If I brought work home, I’d do it after 6pm, but I’ve never brought work home. I did a schools-direct course, so was teaching from day one. Good luck to you; teaching gives me a much better work life balance than my previous corporate career where I worked 7am - 7pm, with a vile commute, no PPA day, and no school holidays!

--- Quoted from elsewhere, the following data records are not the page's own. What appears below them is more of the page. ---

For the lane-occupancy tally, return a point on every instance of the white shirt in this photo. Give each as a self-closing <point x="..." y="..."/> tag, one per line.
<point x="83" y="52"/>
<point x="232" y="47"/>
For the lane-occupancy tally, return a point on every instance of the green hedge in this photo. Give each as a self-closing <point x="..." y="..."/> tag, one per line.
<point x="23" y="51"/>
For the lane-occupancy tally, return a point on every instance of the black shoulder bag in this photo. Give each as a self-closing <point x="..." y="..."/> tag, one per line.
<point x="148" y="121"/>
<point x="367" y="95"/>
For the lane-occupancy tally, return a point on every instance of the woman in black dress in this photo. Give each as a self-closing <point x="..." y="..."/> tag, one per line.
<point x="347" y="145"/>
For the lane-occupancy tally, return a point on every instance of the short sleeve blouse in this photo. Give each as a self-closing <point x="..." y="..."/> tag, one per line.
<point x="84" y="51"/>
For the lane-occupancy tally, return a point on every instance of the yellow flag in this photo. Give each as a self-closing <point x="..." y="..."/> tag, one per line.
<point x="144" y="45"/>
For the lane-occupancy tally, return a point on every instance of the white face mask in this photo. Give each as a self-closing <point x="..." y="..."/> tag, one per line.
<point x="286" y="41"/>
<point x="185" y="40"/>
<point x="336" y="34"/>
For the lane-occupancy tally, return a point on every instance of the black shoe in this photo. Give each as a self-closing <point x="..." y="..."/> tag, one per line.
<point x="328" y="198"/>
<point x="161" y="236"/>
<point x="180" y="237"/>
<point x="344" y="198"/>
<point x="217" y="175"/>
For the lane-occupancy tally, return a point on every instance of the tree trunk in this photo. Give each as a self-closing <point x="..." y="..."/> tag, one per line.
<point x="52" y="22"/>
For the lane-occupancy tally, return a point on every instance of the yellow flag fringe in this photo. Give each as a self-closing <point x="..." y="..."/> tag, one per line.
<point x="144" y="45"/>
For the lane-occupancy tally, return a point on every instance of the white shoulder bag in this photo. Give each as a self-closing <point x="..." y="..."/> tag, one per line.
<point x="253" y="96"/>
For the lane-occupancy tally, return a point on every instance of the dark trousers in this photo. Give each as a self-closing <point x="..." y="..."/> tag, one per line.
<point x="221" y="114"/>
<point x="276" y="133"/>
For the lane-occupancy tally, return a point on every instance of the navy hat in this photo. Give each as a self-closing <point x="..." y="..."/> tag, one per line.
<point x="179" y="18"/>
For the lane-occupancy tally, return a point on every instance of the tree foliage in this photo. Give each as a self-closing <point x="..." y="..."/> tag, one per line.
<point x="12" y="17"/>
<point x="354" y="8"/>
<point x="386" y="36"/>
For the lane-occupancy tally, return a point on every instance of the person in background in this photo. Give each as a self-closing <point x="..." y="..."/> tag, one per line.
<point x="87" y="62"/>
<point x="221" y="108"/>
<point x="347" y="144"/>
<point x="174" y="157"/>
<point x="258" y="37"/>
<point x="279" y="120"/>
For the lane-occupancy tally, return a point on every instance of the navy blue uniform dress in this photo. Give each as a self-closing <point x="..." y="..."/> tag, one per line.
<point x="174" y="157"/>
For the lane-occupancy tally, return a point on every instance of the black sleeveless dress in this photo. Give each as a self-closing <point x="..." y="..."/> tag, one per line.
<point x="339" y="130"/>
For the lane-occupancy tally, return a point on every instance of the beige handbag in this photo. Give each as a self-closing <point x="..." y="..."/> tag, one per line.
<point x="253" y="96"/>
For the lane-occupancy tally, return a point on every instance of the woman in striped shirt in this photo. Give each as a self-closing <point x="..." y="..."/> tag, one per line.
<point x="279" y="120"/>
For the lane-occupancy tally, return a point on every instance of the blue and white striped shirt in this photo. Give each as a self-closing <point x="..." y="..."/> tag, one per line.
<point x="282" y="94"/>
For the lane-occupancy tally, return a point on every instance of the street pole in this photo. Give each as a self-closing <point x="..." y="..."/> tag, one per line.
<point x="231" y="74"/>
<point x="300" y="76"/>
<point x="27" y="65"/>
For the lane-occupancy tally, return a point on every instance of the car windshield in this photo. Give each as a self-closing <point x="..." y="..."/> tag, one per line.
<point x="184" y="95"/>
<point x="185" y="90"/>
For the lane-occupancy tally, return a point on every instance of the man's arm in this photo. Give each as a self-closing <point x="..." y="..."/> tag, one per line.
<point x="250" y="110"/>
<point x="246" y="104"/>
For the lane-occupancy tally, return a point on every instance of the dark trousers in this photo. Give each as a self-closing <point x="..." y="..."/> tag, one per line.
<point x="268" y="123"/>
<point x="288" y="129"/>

What do you get from this? Why lie?

  1. Directed hours is more than 8-4 so you are breaking your contract and would have been out of a job years ago
  2. There is no "PPA" day. Secondary you get frees spread across the week for PPA. Primary you get a half day at some point during the week. If its a full day it's fortnightly.
  3. Half an hour before/after school + lunch is not enough time to do the job. Not even enough time to mark and plan let alone everything else!
  4. Schools direct pro forma for lesson plans were 3x A4 pages per lesson. Bollocks could you do that for 6 lessons a day between 8-4 while simultaneously teaching.
  5. Schools direct required essays and uni work which took all evenings and most weekends.
goldfootball · 05/02/2024 22:38

I’ve just left teaching because trying to have children alongside the job was just not for me. Obviously people do it but I know I personally would find it unsustainable. I would not have been able to cope with having a baby and doing the PGCE, a woman on my course had young children and frankly she didn’t cope very well. I’d like to think there are women who manage well even with young kids but I suspect it is often much harder. I’ve known MEN who have done their PGCE/NQT/ECT years with very small babies but it was hard and realistically they were not primary carers.

MissAtomicBomb1 · 05/02/2024 22:41

Another teacher here OP - honestly, don't put yourself through it with a young child. It's gruelling & it doesn't stop after the first year. It's not much better 20 years down the line!
Personally I wouldn't consider it until your little one is getting their funded nursery hours or ideally at school themselves.

I also call BS on the PP who leaves the house at 8 & gets home at 4! 😂

goldfootball · 05/02/2024 22:42

Tbf I did the schools direct route and didn’t find the workload as intense as others describe - it w up in the summer but I found the autumn term pretty easy - but I had a lot of experience in schools, I was old/assertive enough to say no to things, I am very competent at essay writing and I essentially did the bare minimum as far as lesson planning went because I had the confidence and ability to get away with that. I still wouldn’t have coped if there was a baby in the equation!